Bei gewinnorientierten Organisationen ist das Risiko ausgeprägter. Obwohl an diesen Hochschulen weniger Studierende Kredite über den zulässigen Höchstgrenzen aufnahmen, geschah dies nicht. 60% von denen, die dies taten Seine Kreditwürdigkeit war entweder sehr gering oder gar nicht vorhanden.
Was bedeutet das für zukünftige Doktoranden?
Für Studierende, die nach 2026 ein Aufbaustudium beginnen möchten, ergeben sich aus den Ergebnissen des Berichts einige unmittelbare Erkenntnisse.
Erstens werden viele Studierende, die bisher ausschließlich auf staatliche Darlehen angewiesen waren, schon lange vor Studienbeginn zusätzliche Finanzmittel benötigen. Das kann bedeuten, ihre Kreditwürdigkeit zu verbessern, einen Bürgen zu finden oder das Studienprogramm komplett zu überdenken.
Zweitens können private Kredite für ein Aufbaustudium (sofern diese für Ihr Programm verfügbar sind) sehr hilfreich sein. Höhere Zinsen und weniger Schutzmaßnahmen von Bundesdarlehen. Studierende, die nach ihrem Abschluss mit Einkommensschwankungen konfrontiert sind, könnten Schwierigkeiten haben, diese Bedingungen zu bewältigen.

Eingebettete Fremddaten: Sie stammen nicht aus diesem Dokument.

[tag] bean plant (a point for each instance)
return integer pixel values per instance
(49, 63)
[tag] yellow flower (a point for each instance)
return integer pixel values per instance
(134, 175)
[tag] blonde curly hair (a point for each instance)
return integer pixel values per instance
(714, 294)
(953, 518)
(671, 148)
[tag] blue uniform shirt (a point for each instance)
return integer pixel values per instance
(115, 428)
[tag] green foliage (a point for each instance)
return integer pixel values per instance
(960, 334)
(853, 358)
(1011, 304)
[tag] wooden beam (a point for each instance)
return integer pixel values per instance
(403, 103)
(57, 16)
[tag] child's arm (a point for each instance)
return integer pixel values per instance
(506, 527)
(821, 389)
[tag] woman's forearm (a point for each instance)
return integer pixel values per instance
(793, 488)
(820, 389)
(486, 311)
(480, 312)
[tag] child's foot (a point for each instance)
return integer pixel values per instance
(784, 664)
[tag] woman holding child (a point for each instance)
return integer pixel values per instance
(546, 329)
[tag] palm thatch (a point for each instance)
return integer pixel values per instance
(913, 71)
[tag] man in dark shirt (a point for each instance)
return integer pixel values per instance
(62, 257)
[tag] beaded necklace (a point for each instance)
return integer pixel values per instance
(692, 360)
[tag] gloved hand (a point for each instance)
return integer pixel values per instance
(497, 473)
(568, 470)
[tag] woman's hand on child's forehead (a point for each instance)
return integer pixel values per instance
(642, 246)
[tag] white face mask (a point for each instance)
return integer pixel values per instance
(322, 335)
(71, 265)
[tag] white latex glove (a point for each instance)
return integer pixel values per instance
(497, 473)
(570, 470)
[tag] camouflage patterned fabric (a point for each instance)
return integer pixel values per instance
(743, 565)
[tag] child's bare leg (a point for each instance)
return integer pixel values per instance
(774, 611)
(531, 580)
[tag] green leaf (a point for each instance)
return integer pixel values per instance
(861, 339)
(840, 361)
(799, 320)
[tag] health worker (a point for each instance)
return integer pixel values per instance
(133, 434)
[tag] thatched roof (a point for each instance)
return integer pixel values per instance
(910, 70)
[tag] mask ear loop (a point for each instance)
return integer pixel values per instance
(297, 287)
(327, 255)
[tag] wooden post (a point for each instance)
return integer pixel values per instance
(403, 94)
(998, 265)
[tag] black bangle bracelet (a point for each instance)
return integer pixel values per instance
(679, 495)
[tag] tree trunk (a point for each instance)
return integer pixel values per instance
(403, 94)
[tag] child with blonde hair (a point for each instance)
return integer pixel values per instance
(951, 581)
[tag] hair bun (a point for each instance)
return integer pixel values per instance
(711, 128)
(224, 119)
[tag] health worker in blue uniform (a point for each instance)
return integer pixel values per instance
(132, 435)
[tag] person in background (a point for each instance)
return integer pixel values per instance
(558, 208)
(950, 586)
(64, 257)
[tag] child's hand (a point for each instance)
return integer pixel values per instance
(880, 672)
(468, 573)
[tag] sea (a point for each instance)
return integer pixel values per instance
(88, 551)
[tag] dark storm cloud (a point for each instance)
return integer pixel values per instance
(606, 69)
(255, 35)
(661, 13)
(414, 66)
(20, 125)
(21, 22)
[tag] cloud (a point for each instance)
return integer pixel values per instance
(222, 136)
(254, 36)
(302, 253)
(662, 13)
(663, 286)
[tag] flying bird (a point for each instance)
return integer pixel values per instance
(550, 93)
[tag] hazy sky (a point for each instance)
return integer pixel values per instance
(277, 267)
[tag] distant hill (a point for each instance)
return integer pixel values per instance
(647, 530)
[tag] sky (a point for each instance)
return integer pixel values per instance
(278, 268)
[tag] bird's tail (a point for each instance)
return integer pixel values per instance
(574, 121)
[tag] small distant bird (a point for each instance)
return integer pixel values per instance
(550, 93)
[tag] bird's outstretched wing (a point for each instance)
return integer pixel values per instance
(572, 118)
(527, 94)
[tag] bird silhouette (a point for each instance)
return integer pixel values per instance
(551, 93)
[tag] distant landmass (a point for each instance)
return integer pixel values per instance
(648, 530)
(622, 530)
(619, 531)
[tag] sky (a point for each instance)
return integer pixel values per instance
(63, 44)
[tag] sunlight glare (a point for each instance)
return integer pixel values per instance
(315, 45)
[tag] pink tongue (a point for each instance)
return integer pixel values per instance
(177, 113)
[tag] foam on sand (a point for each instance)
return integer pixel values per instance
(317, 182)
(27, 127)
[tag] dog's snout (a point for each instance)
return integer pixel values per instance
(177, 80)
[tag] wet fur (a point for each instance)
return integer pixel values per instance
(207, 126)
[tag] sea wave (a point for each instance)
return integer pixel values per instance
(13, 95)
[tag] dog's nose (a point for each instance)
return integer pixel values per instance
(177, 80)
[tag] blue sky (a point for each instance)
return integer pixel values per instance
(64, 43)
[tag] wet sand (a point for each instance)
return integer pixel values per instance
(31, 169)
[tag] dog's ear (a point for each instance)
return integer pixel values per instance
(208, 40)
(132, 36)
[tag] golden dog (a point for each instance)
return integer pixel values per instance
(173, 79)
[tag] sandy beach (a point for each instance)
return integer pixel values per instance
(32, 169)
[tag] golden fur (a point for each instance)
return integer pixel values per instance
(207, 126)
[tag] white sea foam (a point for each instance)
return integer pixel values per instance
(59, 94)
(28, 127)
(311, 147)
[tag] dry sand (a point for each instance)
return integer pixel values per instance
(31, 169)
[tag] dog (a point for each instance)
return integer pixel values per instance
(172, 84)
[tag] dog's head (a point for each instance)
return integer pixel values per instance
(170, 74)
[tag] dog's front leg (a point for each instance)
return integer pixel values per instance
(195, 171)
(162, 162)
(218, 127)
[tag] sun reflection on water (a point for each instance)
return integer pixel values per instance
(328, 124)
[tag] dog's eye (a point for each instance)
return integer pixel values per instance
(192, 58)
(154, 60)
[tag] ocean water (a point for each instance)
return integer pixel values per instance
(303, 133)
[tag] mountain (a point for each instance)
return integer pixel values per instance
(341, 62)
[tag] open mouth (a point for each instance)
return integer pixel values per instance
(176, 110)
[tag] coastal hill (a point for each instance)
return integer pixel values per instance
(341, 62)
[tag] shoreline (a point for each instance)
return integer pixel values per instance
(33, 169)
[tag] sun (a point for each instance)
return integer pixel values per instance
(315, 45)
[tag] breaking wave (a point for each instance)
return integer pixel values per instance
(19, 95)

Drittens könnten Zugangsprobleme für Studierende aus benachteiligten Verhältnissen, solche mit begrenzter Kredithistorie und solche, deren Familien keine finanzielle Unterstützung leisten können, besonders gravierend sein.
Der Bericht warnt davor, dass diese Studierenden überproportional von einem Hochschulstudium abgeschreckt werden könnten, wenn die Finanzierungsmöglichkeiten eingeschränkt werden.